A foodstuff trader in the area, Mama Favour, said that the epileptic power supply, usually affects frozen fish businesses in the area, saying that they either fry or dry the fish, thereby incurring additional cost that raises the price of the fish and also making people less likely to buy.

While conceding that the government is making effort to reconstruct the Badagry Expressway into a 10-lane highway, with a rail line, in pursuit of the megacity dream of the government, she argued that the government should equally give attention to the dilapidated inner roads.

“The inner part of Era road that can link to other communities is in a very bad state. It was destroyed by flood. The bridge is broken and stagnant water at that particular spot of the road is deplorable. Adaloko needs a motorable road and it should be tarred for easy access. The deplorable state of the road makes transportation cost very high,” she said.
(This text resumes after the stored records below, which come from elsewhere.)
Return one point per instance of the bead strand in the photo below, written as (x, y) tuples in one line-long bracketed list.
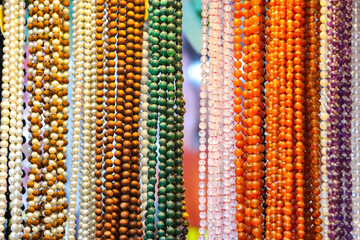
[(152, 123), (355, 124), (324, 117), (203, 119), (35, 70), (228, 158), (76, 114), (143, 121), (239, 164), (346, 126), (99, 115), (272, 121), (85, 182)]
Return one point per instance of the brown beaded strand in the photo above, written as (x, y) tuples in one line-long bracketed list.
[(99, 116)]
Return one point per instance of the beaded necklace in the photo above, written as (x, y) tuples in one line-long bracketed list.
[(120, 216), (47, 204), (166, 106), (12, 116), (355, 127), (312, 127), (339, 109)]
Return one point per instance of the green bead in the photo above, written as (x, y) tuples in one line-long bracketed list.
[(170, 136), (170, 112), (156, 12), (171, 44), (170, 179), (152, 156), (169, 222), (170, 145), (162, 199), (161, 215), (152, 172), (170, 154), (162, 109), (169, 170), (163, 60), (162, 207), (162, 133), (162, 102), (162, 68), (170, 61), (152, 180), (178, 75), (163, 18), (152, 163), (163, 51), (162, 77), (162, 174), (162, 93), (162, 158), (162, 118), (171, 37), (163, 85), (171, 53), (163, 27), (171, 27), (162, 150), (160, 226), (163, 43)]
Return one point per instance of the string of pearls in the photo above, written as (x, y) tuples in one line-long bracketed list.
[(93, 121), (228, 219), (33, 225), (12, 114), (16, 115), (355, 125), (203, 116), (324, 115), (85, 194), (76, 114), (143, 121)]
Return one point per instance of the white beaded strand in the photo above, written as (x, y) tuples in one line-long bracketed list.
[(324, 116), (76, 117), (203, 124), (143, 121), (355, 124)]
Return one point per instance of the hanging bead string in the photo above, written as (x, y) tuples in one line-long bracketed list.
[(203, 119), (216, 66), (272, 120), (86, 143), (253, 114), (93, 121), (12, 109), (346, 124), (4, 130), (239, 165), (335, 64), (77, 97), (152, 123), (36, 101), (312, 130), (324, 116), (355, 127), (100, 25), (180, 222), (143, 122), (16, 118), (228, 159)]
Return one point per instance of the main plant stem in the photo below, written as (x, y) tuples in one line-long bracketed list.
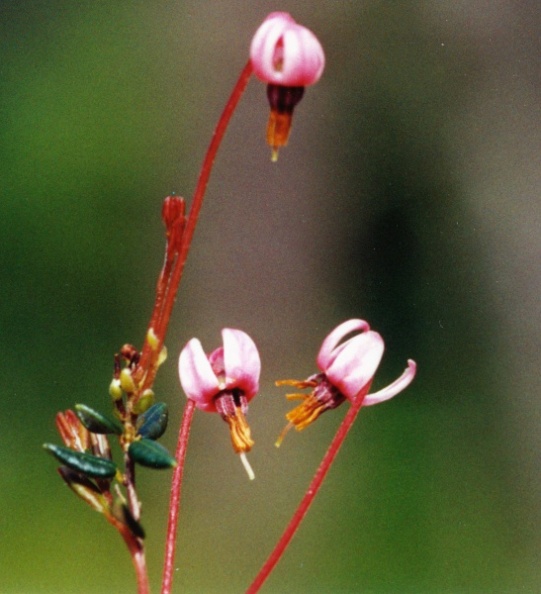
[(310, 494), (168, 302)]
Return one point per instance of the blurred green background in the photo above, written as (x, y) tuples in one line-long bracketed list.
[(408, 196)]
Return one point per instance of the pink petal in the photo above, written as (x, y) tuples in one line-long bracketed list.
[(196, 375), (241, 361), (395, 388), (355, 365), (326, 356), (301, 56)]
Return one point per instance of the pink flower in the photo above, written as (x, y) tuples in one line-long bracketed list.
[(347, 370), (288, 57), (285, 53), (224, 382)]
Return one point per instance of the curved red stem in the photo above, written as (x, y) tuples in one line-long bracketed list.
[(310, 494), (174, 503)]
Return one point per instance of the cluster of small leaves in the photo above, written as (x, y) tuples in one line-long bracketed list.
[(87, 464)]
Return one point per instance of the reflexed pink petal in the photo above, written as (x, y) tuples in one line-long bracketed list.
[(196, 375), (326, 353), (285, 53), (395, 388), (356, 363), (241, 361)]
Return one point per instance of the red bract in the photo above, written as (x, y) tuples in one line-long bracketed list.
[(286, 53), (347, 370), (224, 382)]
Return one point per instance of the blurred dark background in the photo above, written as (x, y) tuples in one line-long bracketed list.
[(408, 196)]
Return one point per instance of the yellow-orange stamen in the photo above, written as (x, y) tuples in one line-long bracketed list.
[(278, 129), (240, 431)]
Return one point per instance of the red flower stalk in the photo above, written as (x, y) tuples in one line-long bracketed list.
[(288, 57), (346, 367), (224, 382)]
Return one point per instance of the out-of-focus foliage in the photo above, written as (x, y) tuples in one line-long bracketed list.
[(408, 195)]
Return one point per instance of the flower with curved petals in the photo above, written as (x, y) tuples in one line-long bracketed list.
[(347, 370), (288, 57), (224, 382)]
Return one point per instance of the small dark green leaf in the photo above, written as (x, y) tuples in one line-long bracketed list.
[(97, 422), (82, 462), (132, 523), (150, 453), (153, 422)]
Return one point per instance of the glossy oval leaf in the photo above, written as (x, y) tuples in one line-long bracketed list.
[(134, 526), (151, 454), (153, 422), (97, 422), (83, 462)]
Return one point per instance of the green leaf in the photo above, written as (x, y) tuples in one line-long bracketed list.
[(82, 486), (97, 422), (134, 526), (150, 453), (153, 422), (82, 462)]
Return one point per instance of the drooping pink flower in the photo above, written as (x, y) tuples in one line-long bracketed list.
[(288, 57), (224, 382), (347, 370), (286, 53)]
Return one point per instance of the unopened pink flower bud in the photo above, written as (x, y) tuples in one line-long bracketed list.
[(288, 57)]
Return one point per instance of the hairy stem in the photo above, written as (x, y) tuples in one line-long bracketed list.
[(310, 494), (174, 503), (168, 302)]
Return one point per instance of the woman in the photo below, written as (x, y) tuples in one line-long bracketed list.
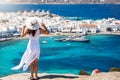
[(31, 55)]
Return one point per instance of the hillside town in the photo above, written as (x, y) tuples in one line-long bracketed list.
[(67, 1), (11, 24)]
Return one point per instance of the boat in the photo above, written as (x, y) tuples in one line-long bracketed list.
[(62, 39), (80, 39)]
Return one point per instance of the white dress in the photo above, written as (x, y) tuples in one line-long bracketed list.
[(32, 52)]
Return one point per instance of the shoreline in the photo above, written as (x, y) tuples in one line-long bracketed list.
[(46, 76), (63, 34)]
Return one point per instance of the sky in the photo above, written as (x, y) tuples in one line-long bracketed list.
[(5, 1)]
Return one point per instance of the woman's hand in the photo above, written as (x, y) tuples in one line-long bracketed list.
[(24, 26)]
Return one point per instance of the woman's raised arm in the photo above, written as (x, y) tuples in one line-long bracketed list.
[(24, 31), (45, 30)]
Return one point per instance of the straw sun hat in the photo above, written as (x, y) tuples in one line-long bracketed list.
[(32, 23)]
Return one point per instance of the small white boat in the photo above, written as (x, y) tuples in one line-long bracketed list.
[(44, 42), (79, 39)]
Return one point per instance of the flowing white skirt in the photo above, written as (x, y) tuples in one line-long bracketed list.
[(32, 52)]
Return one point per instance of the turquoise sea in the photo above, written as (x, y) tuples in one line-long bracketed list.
[(82, 11), (102, 52)]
Also, in Olorunda Local Council Development Area as well as Badagry Local Government Area through which the Lagos-Badagry Expressway traverses, for people living in Odofa, Ibiye, Magbon, Oko-Afo, Ibereko areas, bent vehicle rims and frequent flat tyres have become the regular experience of commercial vehicle drivers as one of them, Sunday Oluwole, told Sunday Sun.

Indeed, Lagos-Badagry Expressway from the Iyana-Iba axis has become drivers’ nightmare.

Aside Mile 2-Okokomaiko section which has been under reconstruction forever and still passable, the people’s greatest fear is the stretch from Iyana-Iba, Okokomaiko and Igbo-Elerin up to Badagry, which they said they do not know what the government’s plan for the stretch is in the near future.

Indeed a drive through the expressway from Igbo-Elerin Junction through Agbara, Oko-Afo, Magbon and Ibereko area, is a terrible daily experience for the people who, unavoidably, must ply the road.

Moreso, in Oriade Local Council Development Area, Edet who runs a tricycle (Keke) taxi service along Maruwa route, in Satellite town said: “This road has suffered terrible neglect. As you can see, several portions of the road have practically collapsed. There are some portions you will get to and you will have to come to a total halt. Especially, when traffic builds up and you end up spending hours on the road. You need to see how the underneath of Keke hits the ground when it rains because water covers the remaining concrete parts of the dilapidated road.”

Old Ojo Road, which is also in Oriade Local Council Development Area, is equally deplorable as the inner routes around Agboju down to First Gate have deep potholes.